Odanın karanlığına gömersin yüzünü o anda. Yalnızlığın damarlarından hayata doğru ağmaktadır gözyaşını. Ve senin sessizliğin sesine eştir. Kalbinin aksanında çalan o şarkı, sigaranın dumanıyla hayatın akışına dağılır…

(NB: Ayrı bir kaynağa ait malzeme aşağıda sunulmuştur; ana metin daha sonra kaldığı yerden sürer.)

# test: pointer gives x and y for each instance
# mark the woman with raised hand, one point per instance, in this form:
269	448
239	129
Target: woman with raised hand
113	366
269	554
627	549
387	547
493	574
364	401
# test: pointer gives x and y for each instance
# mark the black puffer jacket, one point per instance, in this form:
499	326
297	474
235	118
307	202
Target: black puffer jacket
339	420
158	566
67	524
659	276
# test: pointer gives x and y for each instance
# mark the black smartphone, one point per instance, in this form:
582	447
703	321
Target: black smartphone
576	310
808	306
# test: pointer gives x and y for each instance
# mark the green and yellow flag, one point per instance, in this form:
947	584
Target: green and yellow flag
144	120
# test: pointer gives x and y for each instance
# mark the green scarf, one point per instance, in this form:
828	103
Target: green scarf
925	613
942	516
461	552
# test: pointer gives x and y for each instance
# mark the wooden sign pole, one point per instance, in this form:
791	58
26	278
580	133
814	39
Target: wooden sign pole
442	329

Ve belki o ses Teoman’dır…
Ben en çok Teoman’ı dinlerim. Onunla kendim arasında hep bir bağlantı vardır; vazgeçmişlik… Her ne kadar şöhretin, zenginliğin ve kadınların içinde de olsa Teoman, bir bakıma yalnızlığı içinde hayata yenik düşmüştür. Yorgunlukları sözcüklerinden taşar, müziğinin sessizliğine doğru yayılır…
Herkes dedi merak içinde
Ölümden sonra hayat var mı diye.
Boşuna düşünürler sanki
Ölümden önce hayat varmış gibi.
Teoman aşka ne kadar uzaksa, bir o kadar aşk ile yoğrulur. Aşk onun gözünde bir anlık olurken bir yandan da bütün hayatına yayılan bir esrardır. Ancak sözlerinden Teoman’ın aşkının da yorulduğunu anlarız. Çünkü o, aşktan da ötesini istemektedir. Ve eğer aşk varsa, dünya da geriye kalan her şey yalandır.

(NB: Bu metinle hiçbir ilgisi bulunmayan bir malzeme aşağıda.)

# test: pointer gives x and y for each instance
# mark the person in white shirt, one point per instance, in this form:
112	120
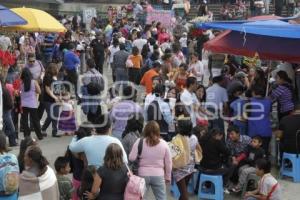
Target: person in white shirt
183	44
139	42
196	68
216	102
189	99
268	186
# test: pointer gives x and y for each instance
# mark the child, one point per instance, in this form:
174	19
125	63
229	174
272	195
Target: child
67	117
254	153
62	168
183	44
78	163
87	181
268	186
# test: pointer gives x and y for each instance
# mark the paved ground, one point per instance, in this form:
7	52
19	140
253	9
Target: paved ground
53	147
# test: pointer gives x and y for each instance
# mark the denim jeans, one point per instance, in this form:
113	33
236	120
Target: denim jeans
158	186
8	127
52	116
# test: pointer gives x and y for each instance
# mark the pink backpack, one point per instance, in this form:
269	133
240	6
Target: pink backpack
135	188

Yürürüm ipte, ağım yokken hem de, kopkoyu içim
İnan çok çalıştım, bu kalpsiz dünyayı sevebilmek için.
Neyim var ki sanki senden başka, hadi son bir kez
Ceplerini yokla, aşk kırıntıları kalmış olmalı biraz.
Teoman, hayatın bütün yükünü omuzlarında hissetmektedir. Ve bu yorgunluk damarlarından sözcüklere taşar. Sözcükler müzikle yepyeni bir hayatı uyandırır. Uyanan hayat ise kendisine yalnızlıktan hep bir pay biçer.
Kadınlar…
Yıllar var ki Teoman kadınlara karşı hissettiği açlığı yirmilerinden sonra gidermeye başlar. Ancak artık hayatında hiçbir kadın tek başına kalamamıştır. Çünkü onun asıl aşkı yalnızlıktır. Daha sonra kendi tabiriyle; ‘Güzel vücutlar, boş suratlar/ Benimse yenmiş tırnaklarım, titrek ellerim var’dır. Sesini duvarlara asar. Kalbini soğuk odalara gömerek devam eder hayatına. Ve artık hayatında anlamsızlığın yerini hiçbir şey alamaz.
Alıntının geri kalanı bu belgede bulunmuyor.